The news that a road toll could be imposed on the 48-year old Runcorn – Widnes Bridge to help pay for a new road crossing over the River Mersey has sparked the imagination of one Audlem resident. Why not re-introduce a toll on the roads through Audlem, imposed on long-distance heavy goods vehicles, to help pay for local services, he asks. If the law allows a toll to imposed on an old bridge in Runcorn, the same could apply in Audlem which once levied a toll on its roads.
Tollgate Drive is obviously the place for the toll gate, recreating history and ideally located to cover both the east – west traffic along the A525 and the north – south trucks on the A529. There is a large verge where the toll office could be located, although careful removal of the daffodils will be required, our bulb loving correspondent suggests. Collecting the tolls would also create new local employment, helping the village fight the recession.
At a modest estimate of 50 trucks a day, and say £5 a truck – no, let's make that £10 for ease of arithmetic, he suggests – that's a total income of £182,500 a year.

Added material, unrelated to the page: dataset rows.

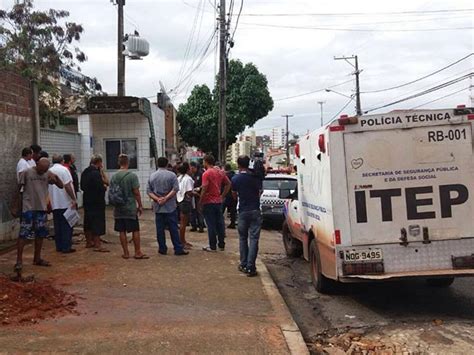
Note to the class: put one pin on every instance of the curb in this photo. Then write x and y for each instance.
(291, 331)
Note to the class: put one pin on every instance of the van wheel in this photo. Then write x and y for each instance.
(293, 247)
(440, 282)
(320, 282)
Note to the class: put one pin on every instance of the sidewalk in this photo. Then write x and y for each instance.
(198, 303)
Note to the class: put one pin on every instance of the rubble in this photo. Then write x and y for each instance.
(29, 302)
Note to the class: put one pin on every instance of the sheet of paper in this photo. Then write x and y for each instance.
(72, 216)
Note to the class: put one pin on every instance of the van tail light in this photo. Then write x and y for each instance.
(345, 120)
(322, 143)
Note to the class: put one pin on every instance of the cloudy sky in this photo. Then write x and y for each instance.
(396, 42)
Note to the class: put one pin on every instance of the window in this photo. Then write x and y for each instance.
(115, 147)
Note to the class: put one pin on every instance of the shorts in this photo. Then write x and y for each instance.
(185, 207)
(94, 221)
(34, 224)
(126, 225)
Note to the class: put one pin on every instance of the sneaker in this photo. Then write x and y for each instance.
(242, 269)
(182, 252)
(252, 273)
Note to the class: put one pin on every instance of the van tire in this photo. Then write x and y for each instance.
(440, 282)
(293, 247)
(320, 282)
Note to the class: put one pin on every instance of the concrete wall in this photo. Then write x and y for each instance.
(16, 132)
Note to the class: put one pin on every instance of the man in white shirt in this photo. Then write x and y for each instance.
(25, 162)
(61, 200)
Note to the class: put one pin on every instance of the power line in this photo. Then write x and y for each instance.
(426, 86)
(237, 21)
(419, 79)
(189, 42)
(203, 56)
(440, 98)
(342, 109)
(428, 91)
(358, 29)
(312, 92)
(422, 12)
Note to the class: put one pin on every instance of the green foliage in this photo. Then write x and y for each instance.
(38, 44)
(248, 100)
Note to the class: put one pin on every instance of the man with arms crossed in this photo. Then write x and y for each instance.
(61, 200)
(126, 215)
(34, 184)
(214, 181)
(162, 188)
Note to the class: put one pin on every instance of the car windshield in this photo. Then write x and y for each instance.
(279, 184)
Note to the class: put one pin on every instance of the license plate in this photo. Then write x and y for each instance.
(363, 255)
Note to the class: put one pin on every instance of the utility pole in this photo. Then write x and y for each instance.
(321, 103)
(356, 73)
(222, 124)
(287, 145)
(120, 55)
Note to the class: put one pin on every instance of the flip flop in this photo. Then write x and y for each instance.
(141, 257)
(42, 262)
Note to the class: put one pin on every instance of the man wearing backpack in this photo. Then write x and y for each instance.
(124, 194)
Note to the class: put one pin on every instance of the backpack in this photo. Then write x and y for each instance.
(117, 196)
(258, 169)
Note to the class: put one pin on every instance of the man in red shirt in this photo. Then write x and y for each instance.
(215, 186)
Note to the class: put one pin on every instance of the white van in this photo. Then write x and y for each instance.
(385, 196)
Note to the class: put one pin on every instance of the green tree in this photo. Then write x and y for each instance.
(248, 100)
(38, 45)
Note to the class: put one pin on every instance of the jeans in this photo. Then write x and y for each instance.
(215, 224)
(250, 223)
(171, 220)
(197, 220)
(62, 231)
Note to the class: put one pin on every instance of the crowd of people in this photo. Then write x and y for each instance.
(181, 195)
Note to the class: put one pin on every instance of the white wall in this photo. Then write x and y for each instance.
(130, 126)
(159, 124)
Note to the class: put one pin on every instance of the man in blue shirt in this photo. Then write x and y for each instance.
(248, 187)
(162, 188)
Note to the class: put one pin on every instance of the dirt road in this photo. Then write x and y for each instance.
(189, 304)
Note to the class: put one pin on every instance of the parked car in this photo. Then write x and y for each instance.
(276, 189)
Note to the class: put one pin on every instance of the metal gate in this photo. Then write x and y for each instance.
(61, 142)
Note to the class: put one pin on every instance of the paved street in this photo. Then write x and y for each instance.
(198, 303)
(423, 318)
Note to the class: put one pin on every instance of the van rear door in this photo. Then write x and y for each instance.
(418, 180)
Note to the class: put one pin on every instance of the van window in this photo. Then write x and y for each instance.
(279, 184)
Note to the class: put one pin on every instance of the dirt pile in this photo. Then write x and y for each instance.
(30, 302)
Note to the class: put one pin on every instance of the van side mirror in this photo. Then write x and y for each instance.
(284, 194)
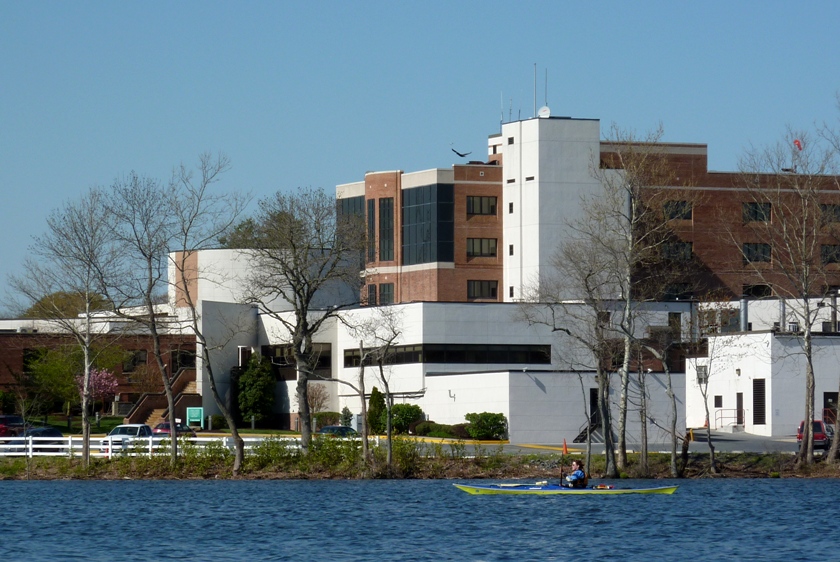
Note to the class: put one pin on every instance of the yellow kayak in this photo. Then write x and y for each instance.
(543, 489)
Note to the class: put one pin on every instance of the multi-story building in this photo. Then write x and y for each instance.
(487, 231)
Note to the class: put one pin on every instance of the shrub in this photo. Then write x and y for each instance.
(218, 421)
(403, 415)
(487, 426)
(459, 431)
(256, 389)
(273, 452)
(376, 412)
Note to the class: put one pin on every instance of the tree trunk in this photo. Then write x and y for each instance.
(643, 455)
(610, 470)
(303, 405)
(806, 450)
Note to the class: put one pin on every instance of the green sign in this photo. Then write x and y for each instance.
(195, 415)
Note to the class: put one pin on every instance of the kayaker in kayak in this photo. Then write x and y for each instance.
(577, 479)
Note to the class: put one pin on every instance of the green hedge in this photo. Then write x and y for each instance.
(487, 425)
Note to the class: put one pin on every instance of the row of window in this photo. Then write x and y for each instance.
(756, 252)
(459, 353)
(384, 294)
(752, 252)
(753, 211)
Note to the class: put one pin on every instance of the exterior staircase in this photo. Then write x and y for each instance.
(152, 407)
(156, 417)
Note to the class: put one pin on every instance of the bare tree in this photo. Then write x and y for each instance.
(306, 262)
(318, 397)
(630, 221)
(382, 332)
(65, 260)
(200, 218)
(584, 323)
(787, 235)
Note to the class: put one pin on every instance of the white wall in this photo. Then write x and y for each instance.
(227, 326)
(736, 360)
(557, 153)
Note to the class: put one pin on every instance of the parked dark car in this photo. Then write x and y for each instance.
(180, 429)
(41, 442)
(11, 425)
(822, 434)
(338, 431)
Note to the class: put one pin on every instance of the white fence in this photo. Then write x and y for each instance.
(104, 447)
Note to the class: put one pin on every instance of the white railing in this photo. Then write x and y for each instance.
(103, 447)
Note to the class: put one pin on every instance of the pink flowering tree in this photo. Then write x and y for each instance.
(102, 384)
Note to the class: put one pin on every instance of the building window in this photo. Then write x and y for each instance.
(482, 289)
(481, 205)
(371, 230)
(677, 210)
(352, 206)
(138, 357)
(458, 353)
(386, 293)
(830, 253)
(677, 251)
(757, 291)
(481, 247)
(756, 252)
(702, 374)
(428, 224)
(677, 292)
(830, 213)
(756, 212)
(386, 229)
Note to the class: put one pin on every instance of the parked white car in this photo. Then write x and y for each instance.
(121, 436)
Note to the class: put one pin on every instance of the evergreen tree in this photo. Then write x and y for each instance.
(256, 389)
(376, 412)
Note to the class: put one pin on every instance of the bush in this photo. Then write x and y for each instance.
(487, 426)
(323, 419)
(421, 427)
(403, 415)
(256, 390)
(218, 421)
(459, 431)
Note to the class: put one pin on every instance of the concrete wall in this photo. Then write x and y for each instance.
(735, 361)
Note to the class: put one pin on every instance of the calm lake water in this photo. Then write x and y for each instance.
(413, 520)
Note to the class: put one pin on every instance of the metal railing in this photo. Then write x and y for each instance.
(729, 417)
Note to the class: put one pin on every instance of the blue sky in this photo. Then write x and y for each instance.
(318, 94)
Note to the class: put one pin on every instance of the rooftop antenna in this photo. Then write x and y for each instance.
(501, 107)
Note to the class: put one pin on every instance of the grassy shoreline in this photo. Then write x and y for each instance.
(338, 459)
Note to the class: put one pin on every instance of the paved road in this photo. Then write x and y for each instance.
(723, 442)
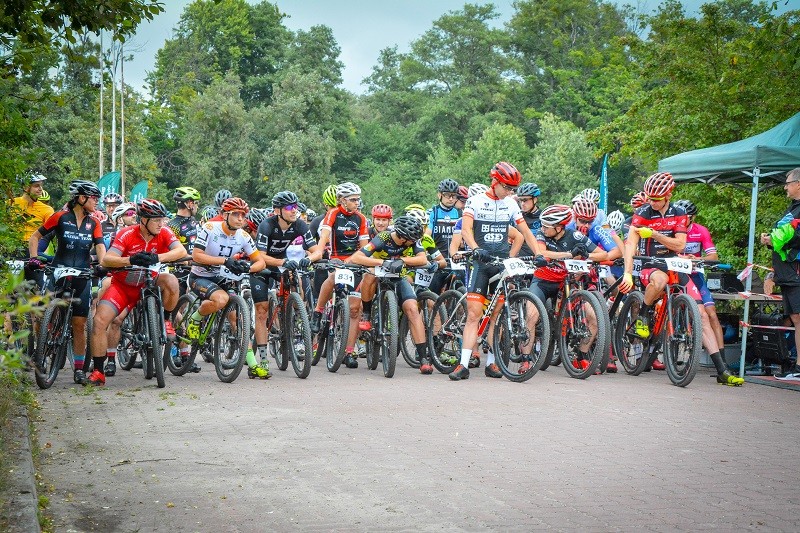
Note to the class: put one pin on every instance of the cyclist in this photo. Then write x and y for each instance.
(77, 232)
(395, 250)
(274, 237)
(345, 229)
(658, 229)
(145, 244)
(485, 229)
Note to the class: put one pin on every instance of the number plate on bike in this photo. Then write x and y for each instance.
(515, 267)
(423, 278)
(677, 264)
(342, 276)
(62, 272)
(576, 266)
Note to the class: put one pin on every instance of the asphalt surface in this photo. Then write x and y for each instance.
(356, 451)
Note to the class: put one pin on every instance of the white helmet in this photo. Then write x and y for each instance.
(615, 220)
(476, 188)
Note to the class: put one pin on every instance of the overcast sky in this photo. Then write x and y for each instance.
(361, 27)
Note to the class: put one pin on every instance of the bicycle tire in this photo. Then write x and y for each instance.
(155, 355)
(230, 344)
(298, 342)
(511, 334)
(51, 345)
(630, 349)
(687, 329)
(386, 334)
(337, 343)
(574, 333)
(446, 330)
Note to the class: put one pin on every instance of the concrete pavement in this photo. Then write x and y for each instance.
(356, 451)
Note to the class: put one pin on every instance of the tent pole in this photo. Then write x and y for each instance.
(749, 280)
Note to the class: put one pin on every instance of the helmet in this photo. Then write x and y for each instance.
(113, 198)
(615, 220)
(528, 189)
(284, 198)
(382, 211)
(585, 208)
(120, 210)
(408, 227)
(506, 173)
(221, 196)
(590, 194)
(255, 217)
(638, 200)
(83, 188)
(659, 185)
(329, 196)
(347, 189)
(184, 194)
(235, 204)
(448, 185)
(151, 208)
(688, 206)
(556, 215)
(419, 214)
(208, 212)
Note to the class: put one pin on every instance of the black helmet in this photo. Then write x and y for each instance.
(83, 188)
(688, 206)
(284, 198)
(448, 185)
(408, 227)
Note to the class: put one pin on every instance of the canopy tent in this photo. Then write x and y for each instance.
(768, 156)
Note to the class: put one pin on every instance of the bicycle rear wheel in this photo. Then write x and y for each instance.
(577, 313)
(298, 332)
(231, 339)
(446, 330)
(683, 345)
(521, 336)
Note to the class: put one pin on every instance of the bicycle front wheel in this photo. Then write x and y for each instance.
(684, 341)
(231, 339)
(521, 336)
(298, 341)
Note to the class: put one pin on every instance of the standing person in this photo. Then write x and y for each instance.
(785, 243)
(77, 233)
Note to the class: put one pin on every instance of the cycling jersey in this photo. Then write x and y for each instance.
(348, 230)
(74, 243)
(556, 272)
(214, 241)
(185, 229)
(491, 217)
(441, 225)
(274, 242)
(672, 222)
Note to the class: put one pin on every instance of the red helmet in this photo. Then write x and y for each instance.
(638, 200)
(235, 204)
(585, 209)
(659, 185)
(382, 211)
(506, 173)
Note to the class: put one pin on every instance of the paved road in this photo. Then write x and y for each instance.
(356, 451)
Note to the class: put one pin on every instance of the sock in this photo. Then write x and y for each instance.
(466, 353)
(422, 351)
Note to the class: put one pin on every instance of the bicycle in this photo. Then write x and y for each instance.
(676, 327)
(228, 329)
(521, 324)
(55, 330)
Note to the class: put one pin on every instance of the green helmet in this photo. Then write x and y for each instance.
(329, 196)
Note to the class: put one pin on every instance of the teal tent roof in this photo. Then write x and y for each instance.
(775, 151)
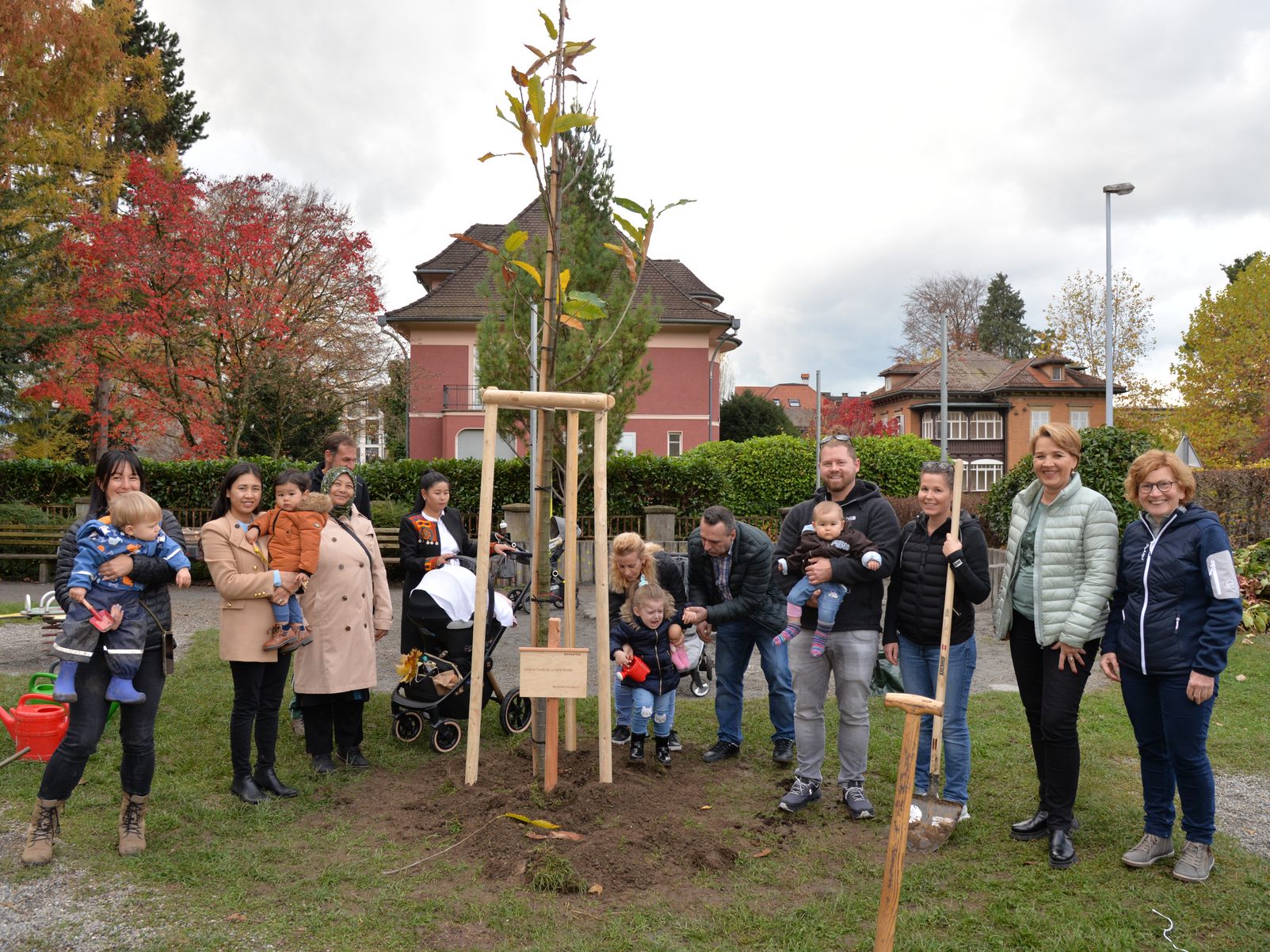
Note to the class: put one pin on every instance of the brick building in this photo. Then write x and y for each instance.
(678, 410)
(994, 406)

Subtract £500 for Christmas Day, when the toll can be free as a seasonal gesture, and £15,000 a year each for the five toll collectors that would be required – and that's still a profit of well over £100,000 a year.
Tolls on long-distance HGVs would therefore provide entirely new local jobs, transform the village's finances or, solve the area's biggest problem by persuading the HGVs to find a better, cheaper, alternative route.
The idea has been discussed informally with a number of local residents over the past week – and already volunteers are lining up to be toll collectors. While it's unlikely such a plan could ever get off the ground, the controversial news from Runcorn has certainly sparked off an interesting idea.